To niezwykle ważny i nieodłączny element Multiko, ponieważ jesteśmy firmą utożsamiającą się z wyjątkowymi architektonicznie domami jednorodzinnymi. Wyróżniają się one na tle innych realizacji i cechuje je zaawansowana technologia. Nie dostarczamy stolarki masowej, tworzymy skomplikowane produkty dla potrzeb indywidualnych klientów. Jednym słowem – jesteśmy wszędzie tam, gdzie powstają piękne domy.
Specjalizujecie się w trudnych konstrukcjach okien wielkoformatowych. Dlaczego postawiliście akurat na niszowy w naszym kraju sektor willowy?

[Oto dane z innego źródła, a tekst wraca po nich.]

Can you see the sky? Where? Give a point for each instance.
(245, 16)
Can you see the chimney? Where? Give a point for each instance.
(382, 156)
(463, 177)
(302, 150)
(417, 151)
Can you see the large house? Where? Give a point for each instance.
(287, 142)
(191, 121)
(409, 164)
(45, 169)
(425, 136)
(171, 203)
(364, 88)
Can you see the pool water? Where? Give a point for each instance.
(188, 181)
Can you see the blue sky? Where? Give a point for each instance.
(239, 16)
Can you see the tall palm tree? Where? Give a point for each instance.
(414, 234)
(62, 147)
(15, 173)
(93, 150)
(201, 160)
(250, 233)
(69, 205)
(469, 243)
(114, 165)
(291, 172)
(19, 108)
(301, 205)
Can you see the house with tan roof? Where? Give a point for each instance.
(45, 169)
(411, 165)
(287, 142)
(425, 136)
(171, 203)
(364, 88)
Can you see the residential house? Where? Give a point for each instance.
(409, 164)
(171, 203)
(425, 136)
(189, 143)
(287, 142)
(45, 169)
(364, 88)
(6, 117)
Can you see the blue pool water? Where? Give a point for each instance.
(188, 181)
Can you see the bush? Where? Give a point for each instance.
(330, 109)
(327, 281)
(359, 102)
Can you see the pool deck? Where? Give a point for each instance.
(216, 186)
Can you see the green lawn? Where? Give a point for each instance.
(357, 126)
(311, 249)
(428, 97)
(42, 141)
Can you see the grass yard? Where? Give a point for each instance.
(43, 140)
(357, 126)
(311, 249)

Bo mamy ambicje współpracy przy najatrakcyjniejszych obiektach mieszkalnych w kraju. W tych obiektach projektanci i inwestorzy puszczają wodze fantazji i stać ich na to, by spełnić marzenia swojego życia, w tym sny o „szklanych domach” zlokalizowanych w niezwykłych okolicznościach natury. To wiąże się z ciekawymi wyzwaniami dotyczącymi stolarki okiennej, która otwiera wnętrza na otoczenie i na nowo organizuje przestrzeń.

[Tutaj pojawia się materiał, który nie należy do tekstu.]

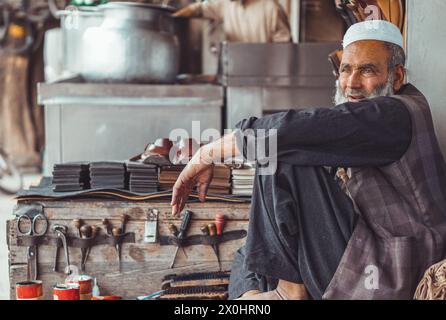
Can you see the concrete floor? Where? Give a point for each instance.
(6, 205)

Okno stało się dla klienta z sektora premium ważnym elementem architektury, a nawet designu?
Tak, ma być subtelne, piękne. To brama do świata natury. Najpiękniejsze wille powstają zazwyczaj na wyjątkowych działkach. Architekci podejmują wszelkie starania, aby doprowadzić do symbiozy budynków z przyrodą. A inwestorzy oczekują, że nawet przebywając wewnątrz budynku będą mogli na co dzień cieszyć się widokami, naturą, pięknem otoczenia. Dlatego w przypadku okien liczą się forma, kształt oraz wielkość przeszkleń. Efekt oczywiście musi łączyć się z najwyższą jakością wykonania. Właściwie wykonane, zgodnie z wizją architekta, to biżuteryjna praca wymagająca ogromnej staranności.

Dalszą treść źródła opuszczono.